Unknown (likely Caesar’s officers)

De Bello Alexandrino

47 BCE

Military / Historical

Account of the Alexandrian campaign; authorship uncertain, attributed to Cezar’s staff.

Unknown (likely Caesar’s officers)

De Bello Africo

46 BCE

Military / Historical

Account of the African campaign; continuation of Caesar’s campaigns in the civil war.

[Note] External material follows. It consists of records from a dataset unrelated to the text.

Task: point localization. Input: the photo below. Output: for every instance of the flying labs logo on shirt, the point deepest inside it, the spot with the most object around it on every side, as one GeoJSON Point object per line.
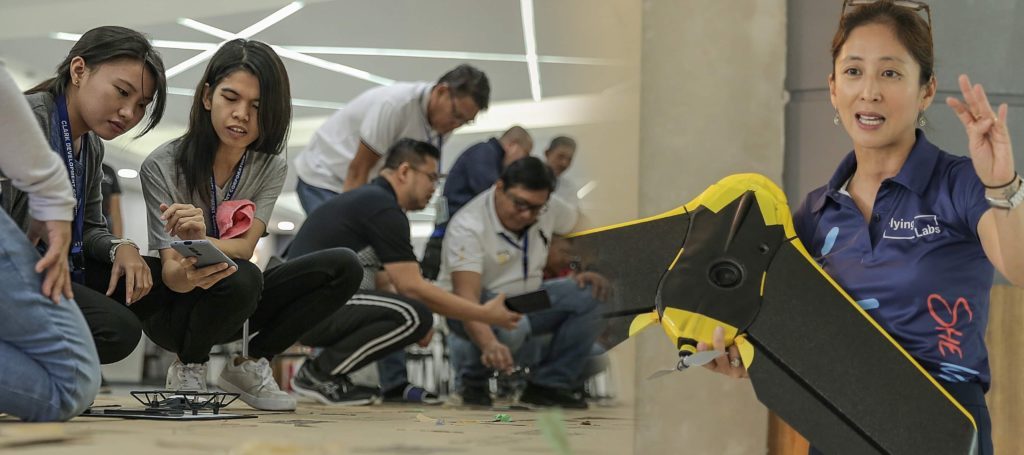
{"type": "Point", "coordinates": [909, 229]}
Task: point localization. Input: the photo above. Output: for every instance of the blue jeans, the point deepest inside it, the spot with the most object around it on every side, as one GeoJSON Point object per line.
{"type": "Point", "coordinates": [311, 197]}
{"type": "Point", "coordinates": [572, 324]}
{"type": "Point", "coordinates": [50, 366]}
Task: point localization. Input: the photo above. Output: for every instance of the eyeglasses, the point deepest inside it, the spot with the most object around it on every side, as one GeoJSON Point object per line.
{"type": "Point", "coordinates": [459, 117]}
{"type": "Point", "coordinates": [521, 205]}
{"type": "Point", "coordinates": [912, 5]}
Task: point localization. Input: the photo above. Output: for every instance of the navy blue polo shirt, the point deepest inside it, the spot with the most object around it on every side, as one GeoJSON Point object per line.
{"type": "Point", "coordinates": [918, 264]}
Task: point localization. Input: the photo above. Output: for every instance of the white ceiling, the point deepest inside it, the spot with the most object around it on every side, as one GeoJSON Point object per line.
{"type": "Point", "coordinates": [578, 59]}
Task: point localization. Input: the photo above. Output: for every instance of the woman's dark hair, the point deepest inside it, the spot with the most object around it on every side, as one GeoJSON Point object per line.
{"type": "Point", "coordinates": [530, 173]}
{"type": "Point", "coordinates": [200, 142]}
{"type": "Point", "coordinates": [561, 141]}
{"type": "Point", "coordinates": [910, 29]}
{"type": "Point", "coordinates": [109, 43]}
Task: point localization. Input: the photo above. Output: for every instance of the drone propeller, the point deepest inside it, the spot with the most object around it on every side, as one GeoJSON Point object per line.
{"type": "Point", "coordinates": [692, 360]}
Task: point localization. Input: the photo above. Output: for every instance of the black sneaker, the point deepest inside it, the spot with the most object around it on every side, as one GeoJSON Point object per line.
{"type": "Point", "coordinates": [542, 397]}
{"type": "Point", "coordinates": [331, 389]}
{"type": "Point", "coordinates": [475, 396]}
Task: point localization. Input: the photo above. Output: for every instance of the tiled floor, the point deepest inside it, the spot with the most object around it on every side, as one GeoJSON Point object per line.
{"type": "Point", "coordinates": [320, 429]}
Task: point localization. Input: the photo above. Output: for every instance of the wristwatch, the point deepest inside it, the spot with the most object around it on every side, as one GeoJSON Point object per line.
{"type": "Point", "coordinates": [117, 243]}
{"type": "Point", "coordinates": [1012, 196]}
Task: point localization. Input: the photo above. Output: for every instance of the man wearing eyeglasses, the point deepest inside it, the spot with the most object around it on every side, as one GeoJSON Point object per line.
{"type": "Point", "coordinates": [350, 148]}
{"type": "Point", "coordinates": [498, 243]}
{"type": "Point", "coordinates": [476, 169]}
{"type": "Point", "coordinates": [380, 320]}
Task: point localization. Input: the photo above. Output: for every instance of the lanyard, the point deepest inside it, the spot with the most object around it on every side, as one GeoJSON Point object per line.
{"type": "Point", "coordinates": [525, 251]}
{"type": "Point", "coordinates": [214, 230]}
{"type": "Point", "coordinates": [427, 129]}
{"type": "Point", "coordinates": [61, 135]}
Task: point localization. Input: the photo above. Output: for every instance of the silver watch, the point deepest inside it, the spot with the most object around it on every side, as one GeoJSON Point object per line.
{"type": "Point", "coordinates": [117, 243]}
{"type": "Point", "coordinates": [1011, 198]}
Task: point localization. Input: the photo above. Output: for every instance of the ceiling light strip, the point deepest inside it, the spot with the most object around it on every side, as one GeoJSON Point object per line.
{"type": "Point", "coordinates": [526, 7]}
{"type": "Point", "coordinates": [274, 17]}
{"type": "Point", "coordinates": [374, 51]}
{"type": "Point", "coordinates": [188, 64]}
{"type": "Point", "coordinates": [207, 29]}
{"type": "Point", "coordinates": [337, 68]}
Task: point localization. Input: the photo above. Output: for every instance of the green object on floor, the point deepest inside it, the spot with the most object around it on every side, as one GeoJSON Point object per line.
{"type": "Point", "coordinates": [552, 425]}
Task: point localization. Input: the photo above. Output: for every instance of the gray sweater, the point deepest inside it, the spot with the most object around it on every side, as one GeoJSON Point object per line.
{"type": "Point", "coordinates": [96, 238]}
{"type": "Point", "coordinates": [28, 160]}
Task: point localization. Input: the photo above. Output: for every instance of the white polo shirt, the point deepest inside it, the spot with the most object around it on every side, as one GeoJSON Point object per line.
{"type": "Point", "coordinates": [476, 241]}
{"type": "Point", "coordinates": [378, 117]}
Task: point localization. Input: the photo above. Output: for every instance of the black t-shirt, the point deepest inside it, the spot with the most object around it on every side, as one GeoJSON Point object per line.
{"type": "Point", "coordinates": [367, 220]}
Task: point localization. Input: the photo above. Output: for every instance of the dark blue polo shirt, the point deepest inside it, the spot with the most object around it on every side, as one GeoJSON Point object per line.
{"type": "Point", "coordinates": [916, 265]}
{"type": "Point", "coordinates": [475, 170]}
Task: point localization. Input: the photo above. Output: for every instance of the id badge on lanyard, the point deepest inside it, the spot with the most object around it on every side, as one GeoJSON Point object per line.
{"type": "Point", "coordinates": [440, 209]}
{"type": "Point", "coordinates": [525, 252]}
{"type": "Point", "coordinates": [214, 230]}
{"type": "Point", "coordinates": [64, 145]}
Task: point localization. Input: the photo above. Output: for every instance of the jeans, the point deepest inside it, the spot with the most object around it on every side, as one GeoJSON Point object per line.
{"type": "Point", "coordinates": [311, 197]}
{"type": "Point", "coordinates": [50, 366]}
{"type": "Point", "coordinates": [572, 323]}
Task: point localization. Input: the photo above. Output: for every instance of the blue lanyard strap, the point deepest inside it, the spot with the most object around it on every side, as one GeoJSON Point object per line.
{"type": "Point", "coordinates": [525, 251]}
{"type": "Point", "coordinates": [214, 230]}
{"type": "Point", "coordinates": [64, 145]}
{"type": "Point", "coordinates": [427, 129]}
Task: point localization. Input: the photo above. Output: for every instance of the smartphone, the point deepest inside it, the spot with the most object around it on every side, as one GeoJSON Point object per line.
{"type": "Point", "coordinates": [206, 252]}
{"type": "Point", "coordinates": [528, 301]}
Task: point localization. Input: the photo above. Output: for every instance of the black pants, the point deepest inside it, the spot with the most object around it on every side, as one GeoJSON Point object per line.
{"type": "Point", "coordinates": [115, 329]}
{"type": "Point", "coordinates": [281, 303]}
{"type": "Point", "coordinates": [369, 327]}
{"type": "Point", "coordinates": [972, 397]}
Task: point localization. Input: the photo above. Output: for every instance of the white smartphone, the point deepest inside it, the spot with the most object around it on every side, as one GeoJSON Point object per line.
{"type": "Point", "coordinates": [206, 252]}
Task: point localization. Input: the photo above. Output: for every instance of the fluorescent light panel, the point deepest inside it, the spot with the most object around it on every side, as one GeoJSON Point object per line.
{"type": "Point", "coordinates": [526, 7]}
{"type": "Point", "coordinates": [274, 17]}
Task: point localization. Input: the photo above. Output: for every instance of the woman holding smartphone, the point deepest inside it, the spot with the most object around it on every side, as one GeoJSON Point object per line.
{"type": "Point", "coordinates": [238, 128]}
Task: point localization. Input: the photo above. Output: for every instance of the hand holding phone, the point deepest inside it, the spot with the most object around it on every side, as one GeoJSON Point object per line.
{"type": "Point", "coordinates": [528, 301]}
{"type": "Point", "coordinates": [205, 252]}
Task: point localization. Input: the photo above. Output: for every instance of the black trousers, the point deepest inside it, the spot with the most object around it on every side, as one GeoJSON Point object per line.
{"type": "Point", "coordinates": [369, 327]}
{"type": "Point", "coordinates": [115, 328]}
{"type": "Point", "coordinates": [281, 303]}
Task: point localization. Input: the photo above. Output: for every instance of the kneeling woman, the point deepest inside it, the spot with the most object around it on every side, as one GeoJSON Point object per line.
{"type": "Point", "coordinates": [230, 153]}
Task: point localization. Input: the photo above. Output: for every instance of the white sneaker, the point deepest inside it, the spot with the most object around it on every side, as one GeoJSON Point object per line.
{"type": "Point", "coordinates": [190, 377]}
{"type": "Point", "coordinates": [255, 384]}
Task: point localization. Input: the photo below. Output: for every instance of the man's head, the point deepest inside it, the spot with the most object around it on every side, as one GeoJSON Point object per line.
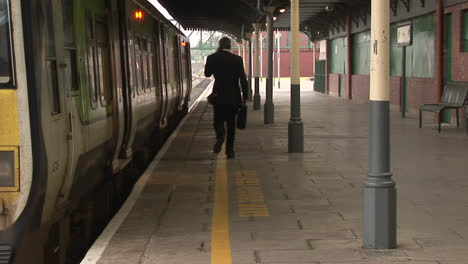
{"type": "Point", "coordinates": [224, 43]}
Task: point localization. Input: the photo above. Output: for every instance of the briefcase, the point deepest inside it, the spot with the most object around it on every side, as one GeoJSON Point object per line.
{"type": "Point", "coordinates": [212, 98]}
{"type": "Point", "coordinates": [242, 117]}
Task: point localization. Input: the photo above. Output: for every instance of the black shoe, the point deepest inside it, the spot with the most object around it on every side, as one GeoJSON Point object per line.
{"type": "Point", "coordinates": [231, 155]}
{"type": "Point", "coordinates": [217, 146]}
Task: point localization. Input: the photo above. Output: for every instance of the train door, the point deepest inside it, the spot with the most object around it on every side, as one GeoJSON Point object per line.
{"type": "Point", "coordinates": [59, 80]}
{"type": "Point", "coordinates": [162, 63]}
{"type": "Point", "coordinates": [157, 72]}
{"type": "Point", "coordinates": [178, 73]}
{"type": "Point", "coordinates": [58, 73]}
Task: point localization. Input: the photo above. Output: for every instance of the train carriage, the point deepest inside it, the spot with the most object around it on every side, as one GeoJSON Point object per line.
{"type": "Point", "coordinates": [89, 90]}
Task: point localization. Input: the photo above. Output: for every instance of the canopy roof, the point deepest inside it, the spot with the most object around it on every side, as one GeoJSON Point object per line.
{"type": "Point", "coordinates": [235, 17]}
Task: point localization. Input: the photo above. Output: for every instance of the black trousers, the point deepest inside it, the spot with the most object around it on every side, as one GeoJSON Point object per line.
{"type": "Point", "coordinates": [225, 114]}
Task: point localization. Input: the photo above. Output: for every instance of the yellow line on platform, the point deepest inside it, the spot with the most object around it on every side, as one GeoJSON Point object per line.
{"type": "Point", "coordinates": [220, 242]}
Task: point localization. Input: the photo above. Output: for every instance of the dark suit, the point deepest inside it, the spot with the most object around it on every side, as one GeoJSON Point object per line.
{"type": "Point", "coordinates": [228, 70]}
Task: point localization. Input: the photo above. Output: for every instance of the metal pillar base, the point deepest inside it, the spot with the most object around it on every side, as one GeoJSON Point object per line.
{"type": "Point", "coordinates": [379, 219]}
{"type": "Point", "coordinates": [257, 99]}
{"type": "Point", "coordinates": [269, 112]}
{"type": "Point", "coordinates": [295, 136]}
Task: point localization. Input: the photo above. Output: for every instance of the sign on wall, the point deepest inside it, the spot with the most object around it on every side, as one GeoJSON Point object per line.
{"type": "Point", "coordinates": [404, 34]}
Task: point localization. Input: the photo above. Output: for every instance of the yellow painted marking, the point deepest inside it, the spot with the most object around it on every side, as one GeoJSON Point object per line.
{"type": "Point", "coordinates": [220, 242]}
{"type": "Point", "coordinates": [250, 195]}
{"type": "Point", "coordinates": [9, 139]}
{"type": "Point", "coordinates": [9, 135]}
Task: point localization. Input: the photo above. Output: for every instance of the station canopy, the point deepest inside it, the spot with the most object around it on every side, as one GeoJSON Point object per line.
{"type": "Point", "coordinates": [235, 17]}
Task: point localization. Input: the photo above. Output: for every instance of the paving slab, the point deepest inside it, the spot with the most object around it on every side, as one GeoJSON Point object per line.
{"type": "Point", "coordinates": [299, 208]}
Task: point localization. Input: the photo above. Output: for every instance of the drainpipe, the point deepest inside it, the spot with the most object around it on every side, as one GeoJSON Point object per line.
{"type": "Point", "coordinates": [350, 64]}
{"type": "Point", "coordinates": [439, 51]}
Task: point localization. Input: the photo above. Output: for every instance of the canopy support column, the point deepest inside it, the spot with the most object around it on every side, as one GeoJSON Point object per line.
{"type": "Point", "coordinates": [295, 126]}
{"type": "Point", "coordinates": [258, 52]}
{"type": "Point", "coordinates": [379, 219]}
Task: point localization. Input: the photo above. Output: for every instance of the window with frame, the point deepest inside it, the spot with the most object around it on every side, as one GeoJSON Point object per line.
{"type": "Point", "coordinates": [92, 74]}
{"type": "Point", "coordinates": [103, 60]}
{"type": "Point", "coordinates": [51, 60]}
{"type": "Point", "coordinates": [71, 71]}
{"type": "Point", "coordinates": [138, 65]}
{"type": "Point", "coordinates": [150, 66]}
{"type": "Point", "coordinates": [144, 64]}
{"type": "Point", "coordinates": [6, 74]}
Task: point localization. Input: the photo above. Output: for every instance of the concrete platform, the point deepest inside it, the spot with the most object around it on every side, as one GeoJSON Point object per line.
{"type": "Point", "coordinates": [268, 206]}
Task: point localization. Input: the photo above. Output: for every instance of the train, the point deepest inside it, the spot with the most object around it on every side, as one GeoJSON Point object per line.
{"type": "Point", "coordinates": [89, 91]}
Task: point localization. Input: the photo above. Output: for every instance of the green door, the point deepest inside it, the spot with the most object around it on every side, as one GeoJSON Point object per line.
{"type": "Point", "coordinates": [320, 78]}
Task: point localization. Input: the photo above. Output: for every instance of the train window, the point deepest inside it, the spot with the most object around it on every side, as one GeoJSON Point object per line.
{"type": "Point", "coordinates": [138, 66]}
{"type": "Point", "coordinates": [92, 78]}
{"type": "Point", "coordinates": [71, 70]}
{"type": "Point", "coordinates": [150, 66]}
{"type": "Point", "coordinates": [51, 60]}
{"type": "Point", "coordinates": [54, 98]}
{"type": "Point", "coordinates": [70, 55]}
{"type": "Point", "coordinates": [68, 23]}
{"type": "Point", "coordinates": [103, 59]}
{"type": "Point", "coordinates": [5, 56]}
{"type": "Point", "coordinates": [144, 57]}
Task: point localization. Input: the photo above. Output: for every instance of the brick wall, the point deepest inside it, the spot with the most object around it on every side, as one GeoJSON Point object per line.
{"type": "Point", "coordinates": [395, 84]}
{"type": "Point", "coordinates": [421, 91]}
{"type": "Point", "coordinates": [344, 86]}
{"type": "Point", "coordinates": [459, 58]}
{"type": "Point", "coordinates": [334, 84]}
{"type": "Point", "coordinates": [361, 84]}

Unknown (likely Caesar’s officers)

De Bello Hispaniensi

46–45 BCE

Military / Historical

Account of the Spanish campaign; attributed to Caesar’s supporters.

Suetonius

De Vita Caesarum (Lives of the Caesars)

c. 121 CE

Biographical

Detailed biography of Julius Caesar within the series of Twelve Caesars; includes anecdotes and personal traits.

Plutarch

Parallel LivesCaesar and Pompey

c. 46–120 CE

Biographical / Moral

Comparative biography; focuses on character, moral lessons, and political decisions.

Appian

Roman History: Civil Wars

c. 95–165 CE

Historical

Detailed narrative of the Roman civil wars, including Caesar’s role in the fall of the Republic.

Cassius Dio

Roman History

c. 155–235 CE

Historical

Later Roman history covering Caesar’s military campaigns, political reforms, and assassination.

Diodorus Siculus

Bibliotheca Historica (Books 37–44)

1st century BCE

Historical

Greek history covering Gallic Wars and civil war; offers alternative perspectives.

Marcus Tullius Cicero

Epistulae ad Atticum, Philippicae

106–43 BCE

Political / Correspondence

Letters and speeches mentioning Caesar’s politics, Senate actions, and civil war events; critical but contemporary.

So what? History does not just consist of military history, that’s the point. So saying it is written by the “winners”, as if it was all a contest, betrays naïvety about the nature of history.

55 minutes ago, Sensei said:

https://en.wikipedia.org/wiki/Siri#Privacy_controversy

You emphasized the wrong bit; that’s an example of what I meant by the lousy track record.

The nobody behind the curtain part means that AI is not sentient, and IMO it’s not a good practice to treat it as such.